Zimbabwe to brace for climate change induced power shortages

-there is likely to be a delayed start to the rainfall season for the whole of Southern Africa due to the presence of El Nino, FEWSNET warned.

John Cassim

Harare, Zimbabwe (CZ) – The Zambezi River Authority (ZRA) has reduced water allocation for hydroelectricity generation this year for Zambia and Zimbabwe, amid growing concerns of an impending El Nino.

ZRA slashed the water allocation from 40 billion cubic meters to 30 billion cubic meters, due to suppressed inflows in Lake Kariba.

The reduction was influenced by a change of the rainfall pattern on the lower Kariba catchment to Normal to Below Normal compared to Normal to Above Normal earlier predicted, for the 2022/23 rainfall season.

ZESCO in Zambia and Zimbabwe Power Company (ZPC) share water from Lake Kariba, for hydro-electricity generation.

The Zambezi River Authority (ZRA) a Bi-National organization mandated to manage the use of water on the Zambezi River for the two countries Zambia and Zimbabwe reduced the allocation to 40 BCM in September 2022 for the power generation in 2023.

The allocation was informed by projections from the Southern Africa Regional Climate Outlook Forum (SARCOF)-26 that was held in August 2022 and further reconfirmed by the downscaled positions of the Metrological.

“Agencies of Zambia and Zimbabwe, both projected that the SADC and Kariba catchment region was to experience Normal to Above Normal for the 2022/23 rainfall season.

“The actual performance of the 2022/23 rainfall season for the lower Kariba catchment, however, turned out to be Normal to Below Normal.”

“Accordingly, through the first quarter hydrological analysis, the Authority reduced the water allocation from 40 BCM to 30 BCM to be shared equally between ZESCO and ZPC at their Kariba Stations,” Munyaradzi Munodawafa, Chief Executive Officer of Zambezi River Authority, said in a statement on Tuesday.

With the 2022/23 rainfall season having effectively ended in April 2023, the Kariba Catchment is no longer experiencing any rainfall activities.

Flows of the Zambezi River and its tributaries are now receding and this downward trend is expected to continue until the commencement of the next rainfall season (2023/2024 rainfall season).
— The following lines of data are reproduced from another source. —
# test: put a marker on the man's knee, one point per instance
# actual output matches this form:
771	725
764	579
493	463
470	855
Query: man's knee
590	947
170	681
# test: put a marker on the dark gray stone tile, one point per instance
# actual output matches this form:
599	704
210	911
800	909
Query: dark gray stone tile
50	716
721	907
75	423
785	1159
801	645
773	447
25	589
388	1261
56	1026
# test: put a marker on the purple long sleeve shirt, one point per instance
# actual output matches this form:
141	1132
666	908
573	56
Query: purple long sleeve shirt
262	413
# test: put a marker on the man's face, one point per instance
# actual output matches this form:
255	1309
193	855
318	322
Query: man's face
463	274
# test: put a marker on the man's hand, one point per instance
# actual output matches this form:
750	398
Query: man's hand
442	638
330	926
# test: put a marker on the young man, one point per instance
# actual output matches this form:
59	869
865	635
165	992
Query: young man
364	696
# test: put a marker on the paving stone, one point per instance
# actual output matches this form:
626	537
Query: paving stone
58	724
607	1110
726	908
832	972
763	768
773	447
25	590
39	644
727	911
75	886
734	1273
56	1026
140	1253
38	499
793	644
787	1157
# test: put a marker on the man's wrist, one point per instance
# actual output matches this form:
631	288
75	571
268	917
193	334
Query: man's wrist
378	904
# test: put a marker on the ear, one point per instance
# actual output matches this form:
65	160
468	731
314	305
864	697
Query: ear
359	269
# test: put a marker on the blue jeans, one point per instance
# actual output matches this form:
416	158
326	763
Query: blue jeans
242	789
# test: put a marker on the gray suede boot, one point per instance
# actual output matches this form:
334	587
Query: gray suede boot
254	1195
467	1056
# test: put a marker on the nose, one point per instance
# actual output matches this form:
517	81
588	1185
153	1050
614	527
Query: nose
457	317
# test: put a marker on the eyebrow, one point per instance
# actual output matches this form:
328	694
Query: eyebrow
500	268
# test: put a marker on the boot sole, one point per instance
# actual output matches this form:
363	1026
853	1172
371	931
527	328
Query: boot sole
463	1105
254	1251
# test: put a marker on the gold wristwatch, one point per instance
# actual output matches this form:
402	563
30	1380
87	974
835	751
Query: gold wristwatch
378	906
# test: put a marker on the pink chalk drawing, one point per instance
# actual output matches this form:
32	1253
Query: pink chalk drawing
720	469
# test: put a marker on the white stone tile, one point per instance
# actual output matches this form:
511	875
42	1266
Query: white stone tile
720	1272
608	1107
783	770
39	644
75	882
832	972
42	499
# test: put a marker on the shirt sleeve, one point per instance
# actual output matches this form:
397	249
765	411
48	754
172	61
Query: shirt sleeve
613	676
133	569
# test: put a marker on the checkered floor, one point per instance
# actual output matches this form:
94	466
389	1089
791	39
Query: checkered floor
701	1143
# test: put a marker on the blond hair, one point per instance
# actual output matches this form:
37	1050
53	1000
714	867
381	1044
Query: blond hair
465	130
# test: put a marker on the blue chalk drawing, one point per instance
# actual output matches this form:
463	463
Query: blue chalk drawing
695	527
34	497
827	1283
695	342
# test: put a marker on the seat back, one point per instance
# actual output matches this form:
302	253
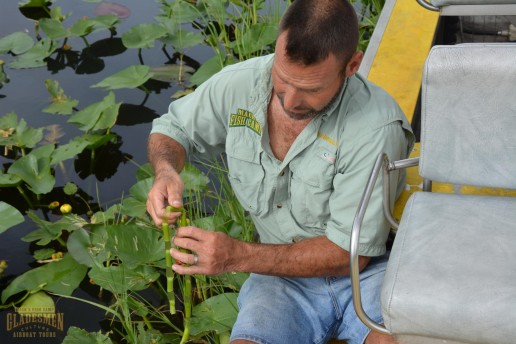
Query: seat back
470	89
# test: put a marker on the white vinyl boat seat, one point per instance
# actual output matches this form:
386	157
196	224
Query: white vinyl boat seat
470	7
451	276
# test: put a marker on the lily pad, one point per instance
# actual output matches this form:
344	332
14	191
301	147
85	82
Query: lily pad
193	179
61	277
218	313
135	245
61	104
130	77
53	28
69	150
37	303
9	180
77	335
36	55
97	116
120	279
88	247
255	39
85	26
34	169
17	134
206	71
143	35
49	231
10	216
172	72
17	43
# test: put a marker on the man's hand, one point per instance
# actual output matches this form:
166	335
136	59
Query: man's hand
218	253
167	158
214	251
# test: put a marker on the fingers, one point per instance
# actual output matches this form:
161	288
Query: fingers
167	189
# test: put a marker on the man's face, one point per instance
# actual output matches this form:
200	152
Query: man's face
305	91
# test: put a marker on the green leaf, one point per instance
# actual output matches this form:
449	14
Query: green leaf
179	38
36	55
10	216
130	77
9	180
34	169
82	27
69	150
85	26
141	189
218	313
18	134
255	39
62	108
193	178
135	206
61	277
96	140
111	214
76	335
120	279
182	12
206	71
39	303
104	22
17	43
4	79
34	3
49	231
53	28
135	245
145	171
100	115
143	35
70	188
88	248
61	104
172	72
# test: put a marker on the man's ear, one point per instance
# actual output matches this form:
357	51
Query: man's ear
354	63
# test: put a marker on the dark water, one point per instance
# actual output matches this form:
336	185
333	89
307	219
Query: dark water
26	95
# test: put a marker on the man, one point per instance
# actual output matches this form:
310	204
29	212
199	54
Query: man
301	132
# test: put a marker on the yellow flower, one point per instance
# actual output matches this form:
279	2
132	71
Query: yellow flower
65	208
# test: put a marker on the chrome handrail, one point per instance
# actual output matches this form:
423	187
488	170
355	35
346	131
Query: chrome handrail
382	163
427	5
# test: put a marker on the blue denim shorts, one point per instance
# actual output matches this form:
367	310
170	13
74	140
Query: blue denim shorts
277	310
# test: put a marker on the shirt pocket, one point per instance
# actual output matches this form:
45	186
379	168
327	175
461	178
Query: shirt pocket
311	186
246	176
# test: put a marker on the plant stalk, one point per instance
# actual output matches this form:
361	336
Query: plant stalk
168	261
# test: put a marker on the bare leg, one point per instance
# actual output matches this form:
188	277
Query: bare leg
378	338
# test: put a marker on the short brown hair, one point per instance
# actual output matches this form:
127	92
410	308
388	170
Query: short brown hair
317	28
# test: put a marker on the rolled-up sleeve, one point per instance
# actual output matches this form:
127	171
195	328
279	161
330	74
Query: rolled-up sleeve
197	121
356	163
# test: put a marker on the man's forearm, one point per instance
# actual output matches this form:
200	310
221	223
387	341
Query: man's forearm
308	258
165	153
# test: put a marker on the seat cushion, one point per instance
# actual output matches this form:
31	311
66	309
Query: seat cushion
452	270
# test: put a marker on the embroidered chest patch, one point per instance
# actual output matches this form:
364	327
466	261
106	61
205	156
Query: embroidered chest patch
244	118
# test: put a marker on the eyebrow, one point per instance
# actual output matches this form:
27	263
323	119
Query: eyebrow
315	89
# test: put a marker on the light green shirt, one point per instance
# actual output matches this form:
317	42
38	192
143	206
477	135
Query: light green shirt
316	189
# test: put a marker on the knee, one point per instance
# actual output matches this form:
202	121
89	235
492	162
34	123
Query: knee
379	338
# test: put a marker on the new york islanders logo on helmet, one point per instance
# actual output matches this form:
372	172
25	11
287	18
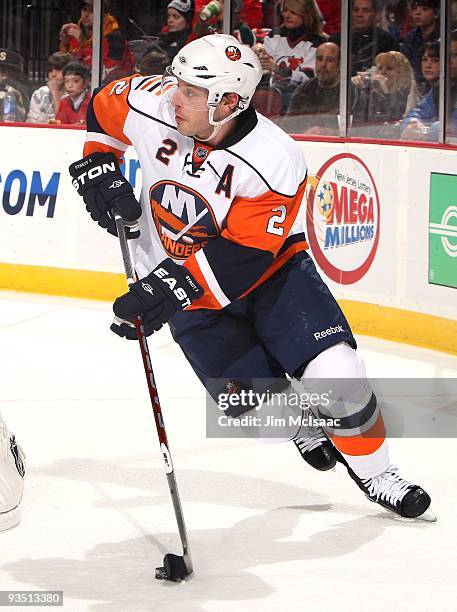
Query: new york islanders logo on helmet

-worst load shedding in Zimbabwe

Owing to the reduced power generation on Lake Kariba, the ZPC was incapacitated resulting in widespread blackouts that lasted between 12 to 18 hours in most cases.

This affected industry and commerce, towards the end of 2022 and early 2023, hence pressure was increased on the government to speed up construction work at Hwange 7 and 8 thermal units.

Hwange Thermal Power Station was built in two stages in the 1970s and started with 4 units of 120 MW each and 2 units of 220 MW each.

Two new units 7 and 8 of 300 MW each, were added and synchronised in the first half of 2023, adding 600 MW to the national grid.

According to the Zimbabwean government construction of the Hwange Units 7 and 8 was delayed by the COVID-19 pandemic.

-El Nino predicted.

Meanwhile, the Southern African region is expected to receive below-average rainfall during the forthcoming 2023/24 rainfall season that kicks off in October, according to the Famine Early Warning Systems Network (FEWSNET) recently.

In a food security outlook for Zimbabwe, FEWSNET said there is likely to be a delayed start to the rainfall season for the whole of Southern Africa due to the presence of El Nino.

El Nino is a weather phenomenon that is associated with low rainfall.

“From October to December 2023, the start of the rainy season is likely to be mixed with a possible delayed start due to El Nino.

However, December to March precipitation, during the height of the wet season, is likely to be below average,” the network said.

This is expected to negatively impact the 2023/24 rainfall season, including agricultural harvests and pastures for livestock, FEWSNET warned.

Water inflows into Lake Kariba are most likely going to be affected thereby further affecting hydro-power generation for both Zambia and Zimbabwe.